Pierce Brosnan e Olivia Williams ganham maior tempo para desenvolver seus personagens. O ex-007 coloca a carapuça de Tony Blair para interpretar o meticuloso ex-primeiro-ministro Adam Lang. A escolha por Blair não é aleatória. O personagem escrito por Robert Harris é uma versão bastante próxima do político, visto que Harris trabalhou durante muito tempo como colunista político e observou de perto as ações de Tony Blair no poder. Portanto, todas as semelhanças com a fama de galã e a forma estreita com que Adam Lang trabalha com o governo norte-americano não são coincidências criadas na ficção. São agulhadas legítimas de Harris em cima do trabalho do político britânico. Se Brosnan se escora em Blair, Olivia Williams é feliz em imprimir muita inteligência e sarcasmo em sua personagem – uma mulher que serviu durante muito tempo como conselheira para o marido, mas que vem perdendo seu posto com o passar do tempo.

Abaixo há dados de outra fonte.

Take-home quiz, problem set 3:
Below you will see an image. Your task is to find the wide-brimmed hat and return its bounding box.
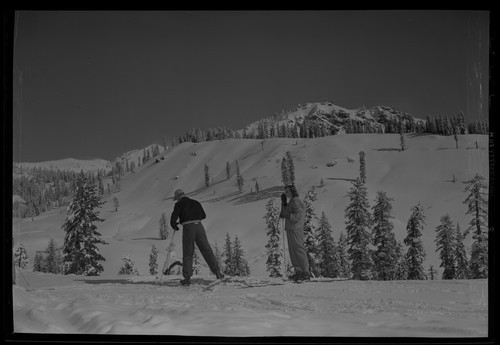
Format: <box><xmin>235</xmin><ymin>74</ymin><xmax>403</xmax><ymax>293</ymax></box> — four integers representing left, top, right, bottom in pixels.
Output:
<box><xmin>173</xmin><ymin>189</ymin><xmax>185</xmax><ymax>201</ymax></box>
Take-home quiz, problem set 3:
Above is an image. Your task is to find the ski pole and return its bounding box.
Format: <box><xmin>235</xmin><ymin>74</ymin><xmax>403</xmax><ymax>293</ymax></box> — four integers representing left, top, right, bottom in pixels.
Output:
<box><xmin>159</xmin><ymin>230</ymin><xmax>177</xmax><ymax>284</ymax></box>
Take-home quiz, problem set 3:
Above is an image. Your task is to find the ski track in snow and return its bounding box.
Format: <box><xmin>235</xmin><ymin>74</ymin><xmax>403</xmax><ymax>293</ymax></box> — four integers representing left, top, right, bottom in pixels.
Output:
<box><xmin>13</xmin><ymin>274</ymin><xmax>488</xmax><ymax>337</ymax></box>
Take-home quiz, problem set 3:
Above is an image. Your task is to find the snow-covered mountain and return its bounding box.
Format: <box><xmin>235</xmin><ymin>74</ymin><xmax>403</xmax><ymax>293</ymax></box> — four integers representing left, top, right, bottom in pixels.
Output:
<box><xmin>242</xmin><ymin>101</ymin><xmax>425</xmax><ymax>134</ymax></box>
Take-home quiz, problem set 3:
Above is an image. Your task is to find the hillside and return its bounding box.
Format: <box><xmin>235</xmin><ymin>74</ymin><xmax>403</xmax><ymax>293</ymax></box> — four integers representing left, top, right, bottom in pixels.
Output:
<box><xmin>12</xmin><ymin>134</ymin><xmax>489</xmax><ymax>278</ymax></box>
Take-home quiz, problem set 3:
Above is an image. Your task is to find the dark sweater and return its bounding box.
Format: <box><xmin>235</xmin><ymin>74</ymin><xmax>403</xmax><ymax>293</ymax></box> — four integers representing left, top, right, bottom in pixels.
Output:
<box><xmin>170</xmin><ymin>197</ymin><xmax>206</xmax><ymax>228</ymax></box>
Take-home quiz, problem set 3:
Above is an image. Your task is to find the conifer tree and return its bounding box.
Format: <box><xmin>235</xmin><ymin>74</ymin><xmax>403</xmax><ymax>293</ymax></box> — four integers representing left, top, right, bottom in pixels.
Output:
<box><xmin>285</xmin><ymin>151</ymin><xmax>295</xmax><ymax>186</ymax></box>
<box><xmin>14</xmin><ymin>243</ymin><xmax>28</xmax><ymax>269</ymax></box>
<box><xmin>113</xmin><ymin>196</ymin><xmax>119</xmax><ymax>212</ymax></box>
<box><xmin>281</xmin><ymin>157</ymin><xmax>290</xmax><ymax>186</ymax></box>
<box><xmin>223</xmin><ymin>233</ymin><xmax>234</xmax><ymax>275</ymax></box>
<box><xmin>159</xmin><ymin>212</ymin><xmax>169</xmax><ymax>240</ymax></box>
<box><xmin>317</xmin><ymin>212</ymin><xmax>339</xmax><ymax>278</ymax></box>
<box><xmin>118</xmin><ymin>255</ymin><xmax>139</xmax><ymax>275</ymax></box>
<box><xmin>14</xmin><ymin>244</ymin><xmax>29</xmax><ymax>269</ymax></box>
<box><xmin>233</xmin><ymin>235</ymin><xmax>250</xmax><ymax>276</ymax></box>
<box><xmin>235</xmin><ymin>160</ymin><xmax>244</xmax><ymax>192</ymax></box>
<box><xmin>454</xmin><ymin>222</ymin><xmax>470</xmax><ymax>279</ymax></box>
<box><xmin>149</xmin><ymin>244</ymin><xmax>159</xmax><ymax>275</ymax></box>
<box><xmin>265</xmin><ymin>198</ymin><xmax>283</xmax><ymax>278</ymax></box>
<box><xmin>345</xmin><ymin>178</ymin><xmax>373</xmax><ymax>280</ymax></box>
<box><xmin>62</xmin><ymin>171</ymin><xmax>108</xmax><ymax>276</ymax></box>
<box><xmin>359</xmin><ymin>151</ymin><xmax>366</xmax><ymax>184</ymax></box>
<box><xmin>33</xmin><ymin>252</ymin><xmax>44</xmax><ymax>272</ymax></box>
<box><xmin>255</xmin><ymin>180</ymin><xmax>260</xmax><ymax>194</ymax></box>
<box><xmin>428</xmin><ymin>265</ymin><xmax>438</xmax><ymax>280</ymax></box>
<box><xmin>337</xmin><ymin>232</ymin><xmax>351</xmax><ymax>278</ymax></box>
<box><xmin>213</xmin><ymin>241</ymin><xmax>224</xmax><ymax>275</ymax></box>
<box><xmin>400</xmin><ymin>126</ymin><xmax>406</xmax><ymax>151</ymax></box>
<box><xmin>44</xmin><ymin>238</ymin><xmax>63</xmax><ymax>274</ymax></box>
<box><xmin>371</xmin><ymin>191</ymin><xmax>398</xmax><ymax>280</ymax></box>
<box><xmin>226</xmin><ymin>162</ymin><xmax>231</xmax><ymax>180</ymax></box>
<box><xmin>204</xmin><ymin>163</ymin><xmax>210</xmax><ymax>187</ymax></box>
<box><xmin>304</xmin><ymin>185</ymin><xmax>320</xmax><ymax>277</ymax></box>
<box><xmin>394</xmin><ymin>241</ymin><xmax>408</xmax><ymax>280</ymax></box>
<box><xmin>435</xmin><ymin>214</ymin><xmax>456</xmax><ymax>279</ymax></box>
<box><xmin>98</xmin><ymin>177</ymin><xmax>104</xmax><ymax>196</ymax></box>
<box><xmin>404</xmin><ymin>203</ymin><xmax>426</xmax><ymax>280</ymax></box>
<box><xmin>463</xmin><ymin>173</ymin><xmax>488</xmax><ymax>278</ymax></box>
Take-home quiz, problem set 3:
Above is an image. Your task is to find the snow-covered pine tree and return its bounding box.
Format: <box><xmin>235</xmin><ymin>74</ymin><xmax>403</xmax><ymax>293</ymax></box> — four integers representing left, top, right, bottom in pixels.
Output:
<box><xmin>226</xmin><ymin>161</ymin><xmax>231</xmax><ymax>180</ymax></box>
<box><xmin>235</xmin><ymin>160</ymin><xmax>244</xmax><ymax>192</ymax></box>
<box><xmin>435</xmin><ymin>214</ymin><xmax>456</xmax><ymax>279</ymax></box>
<box><xmin>454</xmin><ymin>222</ymin><xmax>470</xmax><ymax>279</ymax></box>
<box><xmin>463</xmin><ymin>173</ymin><xmax>488</xmax><ymax>278</ymax></box>
<box><xmin>359</xmin><ymin>151</ymin><xmax>366</xmax><ymax>184</ymax></box>
<box><xmin>33</xmin><ymin>252</ymin><xmax>44</xmax><ymax>272</ymax></box>
<box><xmin>404</xmin><ymin>203</ymin><xmax>427</xmax><ymax>280</ymax></box>
<box><xmin>62</xmin><ymin>170</ymin><xmax>108</xmax><ymax>276</ymax></box>
<box><xmin>371</xmin><ymin>191</ymin><xmax>398</xmax><ymax>280</ymax></box>
<box><xmin>204</xmin><ymin>163</ymin><xmax>210</xmax><ymax>187</ymax></box>
<box><xmin>98</xmin><ymin>177</ymin><xmax>104</xmax><ymax>196</ymax></box>
<box><xmin>44</xmin><ymin>238</ymin><xmax>63</xmax><ymax>274</ymax></box>
<box><xmin>159</xmin><ymin>212</ymin><xmax>169</xmax><ymax>240</ymax></box>
<box><xmin>223</xmin><ymin>233</ymin><xmax>234</xmax><ymax>276</ymax></box>
<box><xmin>14</xmin><ymin>244</ymin><xmax>29</xmax><ymax>269</ymax></box>
<box><xmin>427</xmin><ymin>265</ymin><xmax>438</xmax><ymax>280</ymax></box>
<box><xmin>213</xmin><ymin>241</ymin><xmax>224</xmax><ymax>275</ymax></box>
<box><xmin>118</xmin><ymin>255</ymin><xmax>139</xmax><ymax>275</ymax></box>
<box><xmin>303</xmin><ymin>185</ymin><xmax>321</xmax><ymax>277</ymax></box>
<box><xmin>394</xmin><ymin>241</ymin><xmax>408</xmax><ymax>280</ymax></box>
<box><xmin>400</xmin><ymin>125</ymin><xmax>406</xmax><ymax>151</ymax></box>
<box><xmin>337</xmin><ymin>232</ymin><xmax>351</xmax><ymax>278</ymax></box>
<box><xmin>255</xmin><ymin>180</ymin><xmax>260</xmax><ymax>194</ymax></box>
<box><xmin>113</xmin><ymin>196</ymin><xmax>119</xmax><ymax>212</ymax></box>
<box><xmin>265</xmin><ymin>198</ymin><xmax>283</xmax><ymax>278</ymax></box>
<box><xmin>233</xmin><ymin>235</ymin><xmax>250</xmax><ymax>276</ymax></box>
<box><xmin>317</xmin><ymin>212</ymin><xmax>339</xmax><ymax>278</ymax></box>
<box><xmin>149</xmin><ymin>244</ymin><xmax>159</xmax><ymax>275</ymax></box>
<box><xmin>345</xmin><ymin>178</ymin><xmax>373</xmax><ymax>280</ymax></box>
<box><xmin>285</xmin><ymin>151</ymin><xmax>295</xmax><ymax>186</ymax></box>
<box><xmin>281</xmin><ymin>157</ymin><xmax>290</xmax><ymax>187</ymax></box>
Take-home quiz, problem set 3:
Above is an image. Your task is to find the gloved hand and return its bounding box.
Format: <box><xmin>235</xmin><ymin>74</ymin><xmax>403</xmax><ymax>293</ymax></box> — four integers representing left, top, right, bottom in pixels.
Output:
<box><xmin>172</xmin><ymin>223</ymin><xmax>180</xmax><ymax>231</ymax></box>
<box><xmin>281</xmin><ymin>193</ymin><xmax>287</xmax><ymax>206</ymax></box>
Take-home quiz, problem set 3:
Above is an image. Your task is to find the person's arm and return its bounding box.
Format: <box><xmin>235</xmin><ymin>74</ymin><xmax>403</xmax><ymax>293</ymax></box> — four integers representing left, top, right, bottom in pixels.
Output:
<box><xmin>170</xmin><ymin>202</ymin><xmax>181</xmax><ymax>230</ymax></box>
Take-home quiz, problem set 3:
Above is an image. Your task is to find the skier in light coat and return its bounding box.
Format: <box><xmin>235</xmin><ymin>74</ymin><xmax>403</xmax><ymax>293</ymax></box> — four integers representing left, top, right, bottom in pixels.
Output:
<box><xmin>280</xmin><ymin>185</ymin><xmax>311</xmax><ymax>282</ymax></box>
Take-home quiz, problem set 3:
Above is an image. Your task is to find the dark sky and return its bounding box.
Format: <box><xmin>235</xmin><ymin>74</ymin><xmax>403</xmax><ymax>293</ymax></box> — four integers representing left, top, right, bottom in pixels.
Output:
<box><xmin>12</xmin><ymin>10</ymin><xmax>490</xmax><ymax>162</ymax></box>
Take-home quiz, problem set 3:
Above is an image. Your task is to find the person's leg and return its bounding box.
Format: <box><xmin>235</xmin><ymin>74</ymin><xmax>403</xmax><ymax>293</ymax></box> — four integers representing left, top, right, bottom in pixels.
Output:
<box><xmin>193</xmin><ymin>224</ymin><xmax>221</xmax><ymax>275</ymax></box>
<box><xmin>286</xmin><ymin>229</ymin><xmax>309</xmax><ymax>274</ymax></box>
<box><xmin>182</xmin><ymin>227</ymin><xmax>195</xmax><ymax>280</ymax></box>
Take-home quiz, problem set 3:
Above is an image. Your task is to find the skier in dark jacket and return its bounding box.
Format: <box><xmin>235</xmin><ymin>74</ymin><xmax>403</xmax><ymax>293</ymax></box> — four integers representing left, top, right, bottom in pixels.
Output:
<box><xmin>170</xmin><ymin>189</ymin><xmax>224</xmax><ymax>286</ymax></box>
<box><xmin>280</xmin><ymin>185</ymin><xmax>311</xmax><ymax>282</ymax></box>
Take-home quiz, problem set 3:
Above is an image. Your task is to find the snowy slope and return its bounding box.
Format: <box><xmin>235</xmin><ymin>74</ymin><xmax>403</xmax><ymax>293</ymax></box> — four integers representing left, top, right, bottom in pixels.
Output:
<box><xmin>12</xmin><ymin>271</ymin><xmax>487</xmax><ymax>336</ymax></box>
<box><xmin>13</xmin><ymin>134</ymin><xmax>489</xmax><ymax>278</ymax></box>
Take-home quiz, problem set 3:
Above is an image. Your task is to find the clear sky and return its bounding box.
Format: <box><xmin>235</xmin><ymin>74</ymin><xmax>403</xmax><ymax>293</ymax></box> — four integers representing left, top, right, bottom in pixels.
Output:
<box><xmin>12</xmin><ymin>10</ymin><xmax>490</xmax><ymax>162</ymax></box>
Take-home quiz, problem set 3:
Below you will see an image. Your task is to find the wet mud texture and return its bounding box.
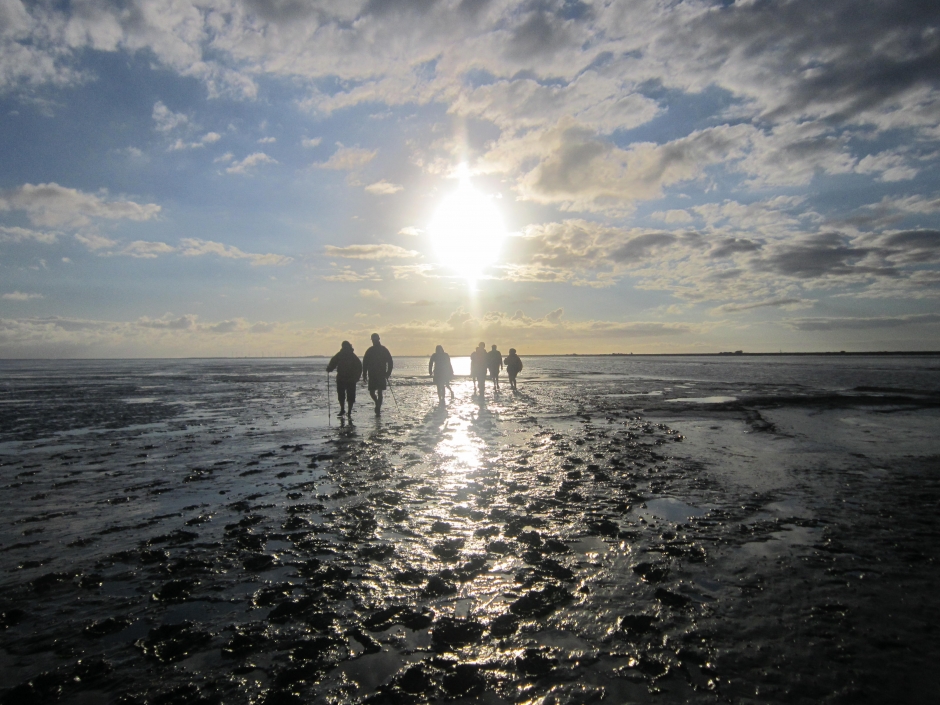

O único problema aparente de O Escritor Fantasma é tentar convencer o espectador de que a trama se passa nos Estados Unidos. A fotografia é completamente européia. Mesmo com o esmero da direção de arte em tentar camuflar a Alemanha como a terra do Tio Sam, a fotografia peculiar da Europa não deixa dúvidas de que se trata de uma produção filmada no Velho Mundo. Mas este é o único porém deste suspense inteligente, envolvente e com reviravoltas interessantíssimas que deram a Roman Polanski o merecido Urso de Prata de Melhor Diretor no Festival de Berlim 2010. É de bater palmas no final.